Lua Pritchard. Courtesy photo.

Every child deserves a healthy start in life, and an opportunity to grow into a productive adult. Oral health is an essential part of that continuum. At every age, oral health is crucial to overall health.

I am a Samoan native with 30 beautiful grandchildren to love and enjoy. Growing up in Washington my grandchildren are constantly faced with the temptation of artificial sugary foods and drinks. This is one reason so many in our native Hawaiian and Pacific Islander communities suffer from poor oral health. Yet, cavities and gum disease are preventable. We must speak out and encourage parents and grandparents to learn more about how to prevent oral disease and practice good oral health behaviors at home.

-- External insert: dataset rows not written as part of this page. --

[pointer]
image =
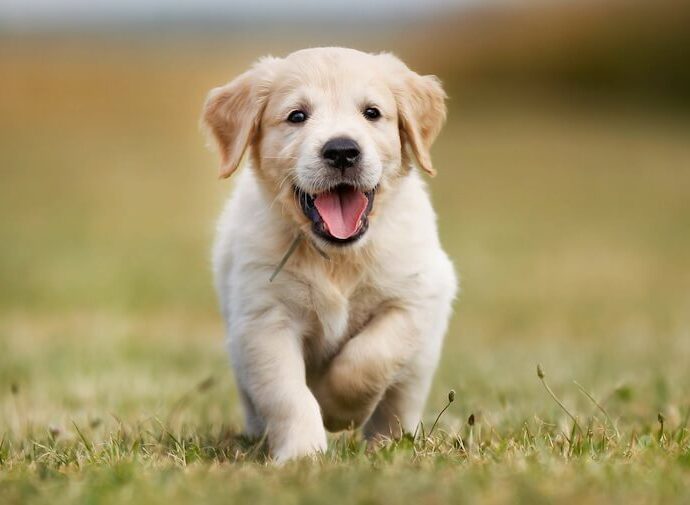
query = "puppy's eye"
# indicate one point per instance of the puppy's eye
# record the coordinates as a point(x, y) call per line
point(372, 113)
point(297, 116)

We need be role models for our children. Avoiding sugary drinks, eating healthy foods and drinking fluoridated tap water to strengthen teeth should be a norm. I care deeply about the oral and overall health of my grandchildren, and all children in our community. We need to start them on a good path in life by ensuring they have good oral health, and that’s why I have become an oral health advocate.

Dental disease (also known as cavities or tooth decay) is most common childhood ailment, five times more common than asthma. Pain from dental problems makes it difficult for children to learn, sleep and eat healthy foods. Kids with oral disease are absent from school more often, and many are embarrassed to smile and participate in class.

There is also a proven link between oral disease and heart disease, stroke, diabetes, and pregnancy complications. Getting a job, performing well at work and eating healthy foods are much more difficult for people in pain from oral disease. And far too often, people in severe pain from dental problems become dependent on painkillers, including opioids.

Surveys of Washington residents show that oral health problems tend to be highest in communities of color and in low-income communities. For example, the most recent Smile Survey for King County, conducted by the Washington Department of Health, showed that 40 percent of Asian and 74 percent of Native Hawaiian and other Pacific Islander elementary school children in King County had tooth decay, compared to 31 percent of Caucasian elementary school children.

These health disparities are not acceptable. More need to be done to that every child has an opportunity for good oral health. The good news is that cavities are virtually 100 percent preventable.

Oral disease prevention should begin during pregnancy. Any oral health problems should be treated before giving birth. The germ that cause cavities can be spread from mother to child through sharing utensils and food or even kissing.

Parents need to pay attention to their babies’ oral health when baby teeth emerge at about six months, and make sure their children receive a first oral health screening by a doctor or dentist by age one.

The infectious germs that cause cavities feed on sweet and high-carbohydrate foods and drinks, making acid that can attack teeth for 20 minutes or more, eating away tooth enamel. If young children are put to bed with a bottle, it should be filled with water rather than juice, milk or formula. Parents should also make sure children’s snacks are healthy and limited to once or twice a day so teeth aren’t exposed to a constant acid attack.

Treatments like fluoride varnish on young children’s teeth are effective in averting cavities. Fluoride toothpaste and fluoridated water are also proven tools to prevent cavities because they strengthen teeth. Brushing twice a day, flossing daily, and regular dental checkup should become an essential part of everyone’s health regimen.

Good oral health will benefit your appearance, health and productivity, and save money. Every cavity prevented saves an estimated $2,000 over a lifetime.

For more tips on how to stay healthy and enjoy a lifetime of good oral health, go to

In addition, we should all insist that policymakers at the local and state level protect and expand programs such as Access to Baby and Child Dentistry (ABCD) and Apple Health to ensure that everyone has access to the dental care needed to stay healthy. To improve oral health, everyone should have access to fluoridated water. Water fluoridation is supported by experts all across the county. It is the most equitable approach to prevent cavities for everyone, without regard to race, ethnicity, age or income. We have a community responsibility to ensure all people have the supports they need for good oral health.

Lua Pritchard is Executive Director of the Asian Pacific Cultural Center.